Save for right wing protests the UK, BLM protesters were diverse and they included black, white, and brown people and were of different religious beliefs and none. Children as young as thirteen took part in the protests. The Archbishops of Canterbury and York have condemned the manner of George Floyd’s death and so have other Bishops and clergy. We add our voice to theirs in support of BLM.
BLACK LIVES MATTER is not an exclusive hashtag. It does not say that there are not other people who suffer or that all suffering is racial. Rather, it is an expression of solidarity and support for Black and Brown people, given the oppression they have suffered over centuries and which they still suffer at the hands of the police as through institutional or systemic racism. It’s also a commitment to see a stop to that oppression, to racial profiling, and to addressing historical injustices affecting Black people.
In Matthew 25: 31-46 Jesus told the parable of the Sheep and the Goats.
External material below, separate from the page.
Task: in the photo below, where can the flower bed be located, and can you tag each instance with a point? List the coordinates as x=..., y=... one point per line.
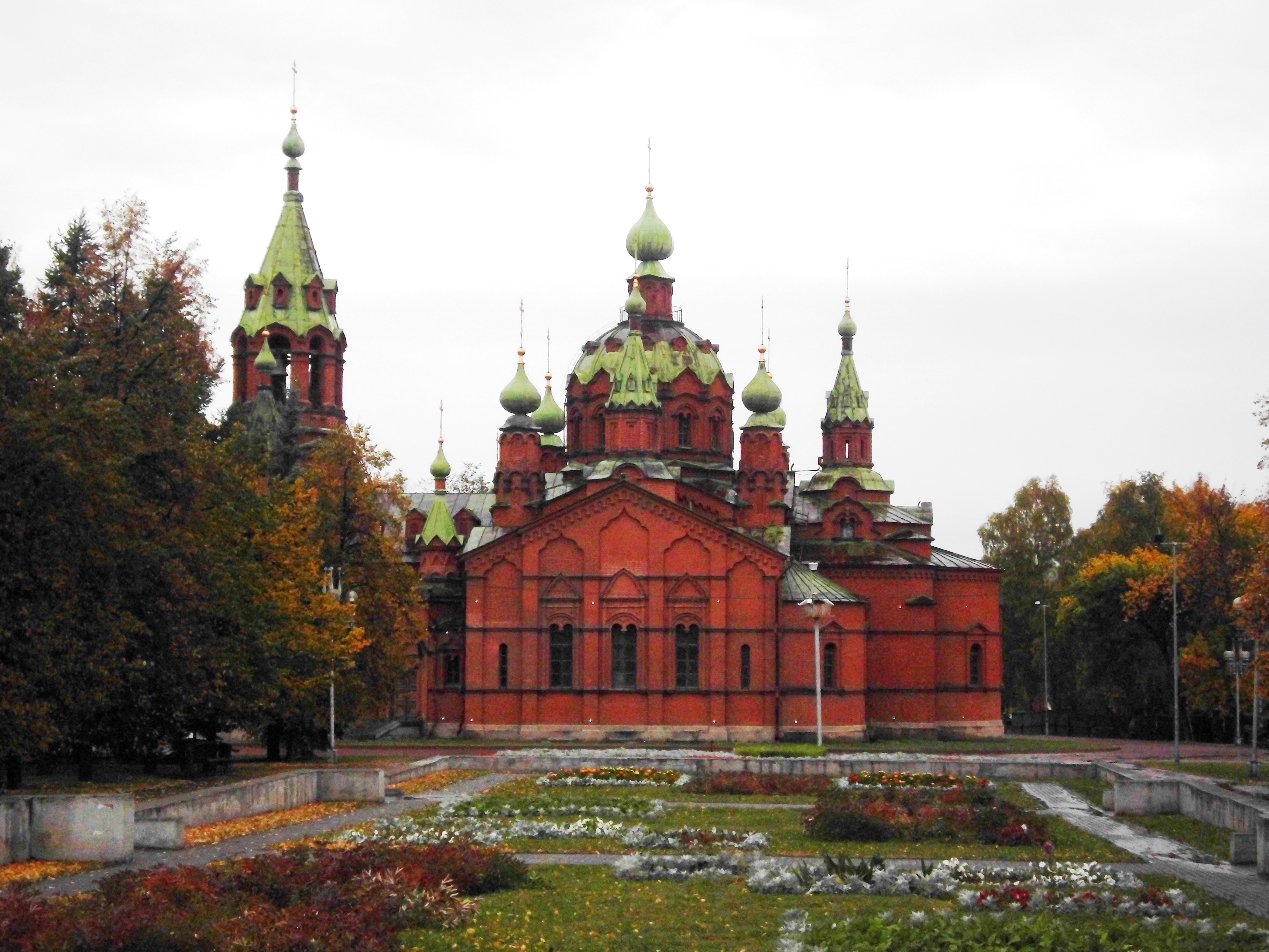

At the judgment day, people ask the King, “Lord, when was it that we saw you hungry or thirsty or a stranger or naked or sick or in prison, and did not take care of you”. He replies, “Truly I tell you, just as you did not do it to one of the least of these, you did not do it to me”. That is a statement that Jesus is with and in those who suffer and in need of justice and compassion. We do not just worship Jesus who is up in the sky, but Jesus who is in our midst, often as one who thirsts, suffers exclusion or stigma on account of their race, colour, gender or class.